Lemon zest and juice to add to the cherries, sugar and pectin.
Two batches: one with sugar, the other with Splenda Sugar Blend
Boiling the filled jars to seal the lids.
Keeping the lids and seals in hot water.
Waiting for the jars to cool and seal.
Mission accomplished! Rhett approves. :o)
Canning is such a simple, fun way to make seasonal fruits and veggies last all year. And, they make excellent homemade gifts. And,'s a great activity to enjoy with friends, kids, or mothers-in law! Thanks, Mom!

Wednesday, July 13, 2011

Creamy Balsamic Dressing

We're back from another vacation and it's time to shed some "Hey, I'm on vacation" pounds. On Monday, my hubby and I typed up a meal plan for the next week so that we stick to the diet. This means that I'll be cooking more and I'm happy about that. I'm so glad I'll be home for the next 6 weeks with no travel.

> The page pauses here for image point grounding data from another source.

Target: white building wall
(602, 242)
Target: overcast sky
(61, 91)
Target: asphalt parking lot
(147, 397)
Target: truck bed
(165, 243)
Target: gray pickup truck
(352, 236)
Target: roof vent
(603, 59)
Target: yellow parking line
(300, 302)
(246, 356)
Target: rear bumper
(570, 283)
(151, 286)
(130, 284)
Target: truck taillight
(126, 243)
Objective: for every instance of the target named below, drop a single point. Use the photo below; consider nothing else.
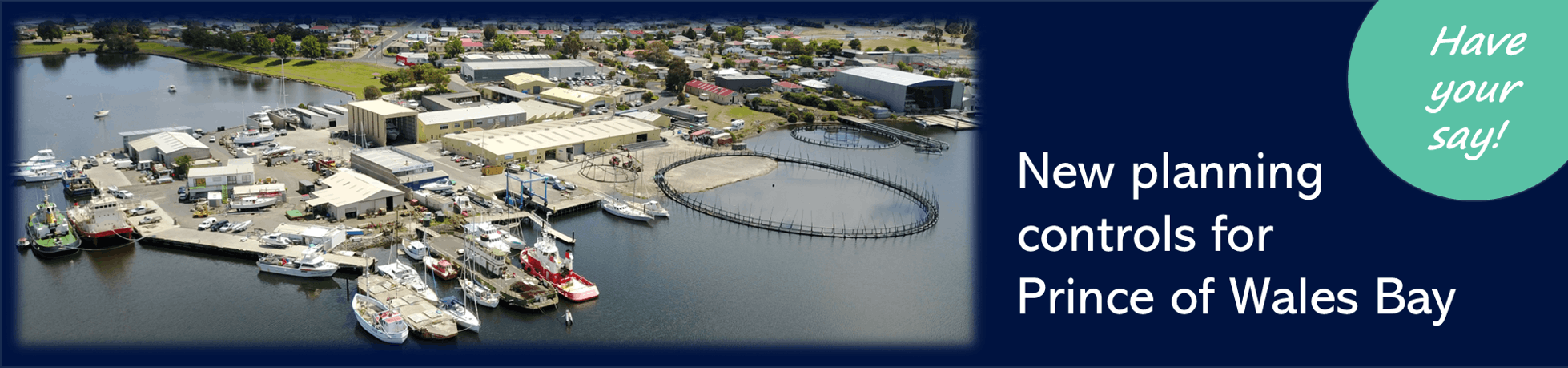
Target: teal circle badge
(1463, 99)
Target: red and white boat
(441, 268)
(545, 263)
(103, 220)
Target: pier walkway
(907, 137)
(239, 245)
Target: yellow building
(433, 124)
(376, 120)
(651, 119)
(556, 140)
(574, 99)
(527, 82)
(540, 112)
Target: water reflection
(111, 265)
(115, 62)
(52, 63)
(309, 286)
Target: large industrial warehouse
(489, 71)
(556, 140)
(902, 90)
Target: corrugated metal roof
(479, 112)
(891, 76)
(532, 63)
(348, 188)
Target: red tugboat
(441, 268)
(545, 263)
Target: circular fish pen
(844, 137)
(927, 204)
(607, 173)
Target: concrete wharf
(234, 245)
(532, 217)
(420, 315)
(529, 293)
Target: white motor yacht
(408, 277)
(383, 323)
(309, 263)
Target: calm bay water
(684, 281)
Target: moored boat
(101, 220)
(620, 208)
(50, 232)
(654, 209)
(408, 277)
(309, 263)
(441, 268)
(416, 249)
(545, 263)
(380, 321)
(453, 305)
(479, 293)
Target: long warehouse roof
(899, 78)
(522, 139)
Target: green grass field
(27, 49)
(348, 76)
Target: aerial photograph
(477, 178)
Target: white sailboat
(479, 293)
(654, 209)
(416, 249)
(408, 277)
(453, 305)
(103, 112)
(309, 263)
(383, 323)
(620, 208)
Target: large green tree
(50, 30)
(311, 49)
(677, 76)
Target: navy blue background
(1120, 83)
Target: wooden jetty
(235, 245)
(957, 123)
(517, 286)
(905, 137)
(420, 315)
(532, 217)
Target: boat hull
(375, 305)
(324, 271)
(623, 214)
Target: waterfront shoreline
(187, 59)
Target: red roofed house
(787, 87)
(718, 95)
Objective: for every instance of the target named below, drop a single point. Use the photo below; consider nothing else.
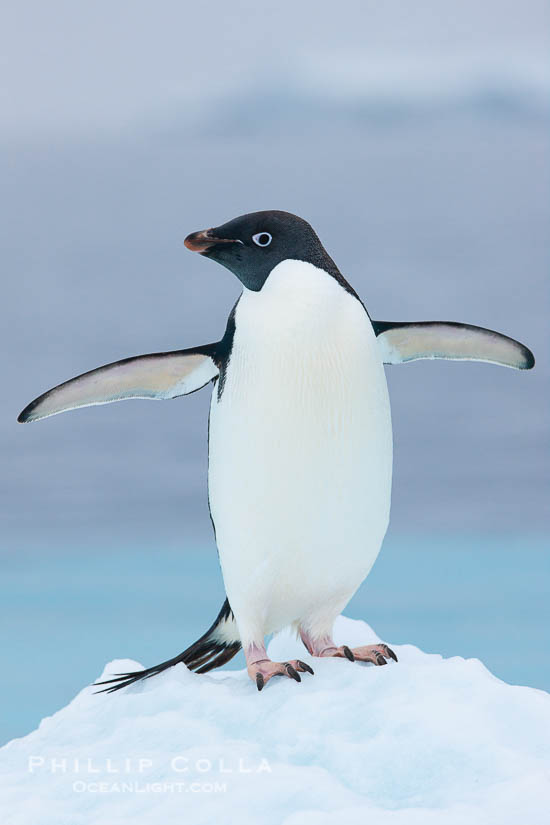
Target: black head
(251, 245)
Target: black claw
(292, 672)
(391, 653)
(348, 653)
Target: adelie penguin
(300, 439)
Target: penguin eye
(262, 239)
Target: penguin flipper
(156, 376)
(402, 341)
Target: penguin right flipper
(403, 341)
(156, 376)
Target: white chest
(300, 439)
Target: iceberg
(427, 740)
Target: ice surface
(429, 740)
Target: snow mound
(429, 740)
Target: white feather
(300, 453)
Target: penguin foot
(377, 654)
(263, 670)
(322, 646)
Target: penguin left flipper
(402, 341)
(156, 376)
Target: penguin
(300, 437)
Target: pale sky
(107, 65)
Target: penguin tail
(214, 648)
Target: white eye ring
(262, 239)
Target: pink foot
(261, 669)
(377, 654)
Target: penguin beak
(205, 240)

Today I woke up a little early and started putting together a salad for our lunches. I'd been thinking about it since yesterday when I went on a Costco run and also received my CSA farm food. Romaine lettuce, (leftover) asparagus, cucumbers, feta cheese, rotisserie chicken, and garbanzo beans (I splurged and bought a Costco case of garbanzo beans!). All I needed to do was wash, rinse, and chop. And make a salad dressing.

Salad dressing is something that I rarely buy in a bottle. Growing up, my mom would always make her own vinaigrette from scratch (and still does!). I also learned how to make simple ones while I lived in Paris from 2003-2005. Since I learned how easy and delicious it was, I've never gone back to the bottle - except for ranch.

Recently, my husband asked if I could get a little more creative with my dressings. I didn't blame him. My standard is vinegar or lemon juice, Dijon mustard, extra virgin olive oil, salt, pepper, and a little honey. Sometimes I feel wild and will throw in some Herbes de Provence. Today, I decided I'd experiment a little further with something creamy.

 The ingredient list. Notice the jar of mustard is empty. I used it because it only had a little left.
 Remember to use what you've got!

I looked in my fridge and found sour cream and milk. I checked out my cupboards and saw balsamic vinegar. Hmm. Why not? I mixed them. Here's the recipe:

Creamy (Light*) Balsamic Dressing (makes about 1 cup)
1/4 c. (light) mayonnaise
3 Tbsp (light) sour cream
1/4 c. milk
3 Tbsp balsamic vinegar
1 Tbsp vegetable oil
1 Tbsp whole grain mustard (you could use dijon also, there would just be less texture)
1 tsp Herbes de Provence
salt & pepper to taste
*because we're trying to lose weight

Mix all the ingredients together. Top your favorite green salad. Enjoy!